The most obvious casualty of this crisis will be the euro and the ruble. Russian commodity exports, such as crude oil and natural gas would be hit severely, and we can expect the stock markets of all those in the region to tumble dramatically. The EUR/USD will fall as funds take flight to safe havens such as Switzerland or Sweden, and exports between the large trading partners dry up. (perhaps the market might be currently pricing in this real possibility as the tensions rise). How far the EUR/USD could fall based on this market shock alone is anybody's guess, but a drop to the strong support level of 1.20 is realistic.
Less EU resistance to monetary easing
The European Central Bank could buy loans and other assets from banks to prop up the eurozone economy. This affirmation by the hawkish Bundesbank marks a shift in its stance against quantitative easing, a hotly contested European policy. The effect of this economic policy would drive the euro lower, increasing exports, but it might also increase inflation. Currently, economists are worried about deflation, driven by cheaper imports and falling demand for products. Eurozone inflation now sits at 0.5%, while the EU inflation target is 2%. The ECB will not want to decease the 0.25% interest rate, as it already stands at a record low and it does not give the Eurozone much room to maneuver should further cuts be necessary, however, various ECB members have stated they are willing to take action, if necessary. The president of the German Central Bank, Jens Weidman stated last week, "For now, there was no need to act, but if the outlook for inflation changed, for example as a result of a stronger euro exchange rate, the ECB could step in, most likely with another interest rate cut, and possibly even QE."
In a related comment, European Central Bank President, Mario Draghi has also weighed in on an expensive euro earlier in March. He has sounded caution on recent euro gains, and ECB members have specifically suggested that an exchange rate over 1.40 is too high. In this regard, a view on a lower EUR/USD exchange rate is more realistic.

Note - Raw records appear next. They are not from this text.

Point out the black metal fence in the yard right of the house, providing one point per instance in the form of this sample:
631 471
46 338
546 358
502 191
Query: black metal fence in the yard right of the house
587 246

Europe vs. US. US economy is marginally growing faster
Although both economies are undoubtedly regaining strength, albeit at a slower rate than desired, it appears that new economic data coming from the eurozone is less encouraging than from the US. Unemployment and consumer confidence data from the US is mostly positive, while German manufacturing is down and consumer confidence is not as strong. Besides the statistics, the sentiment in the market is that US economy is growing faster than expected, while the EU zone is growing at a lacklustre rate. The Fed chairwoman, Janet Yellen, even suggested that US interest rates could rise in the spring of 2015. Despite this, it is important to point out that many economists believe the US recovery may be artificial and due to the economic stimulus not filtering though to the real growth sectors of the American economy and the general population. Later this week, we have important data coming out and we should gain a better picture of the economic climate of both regions. The ECB press conference on Thursday will be an important release.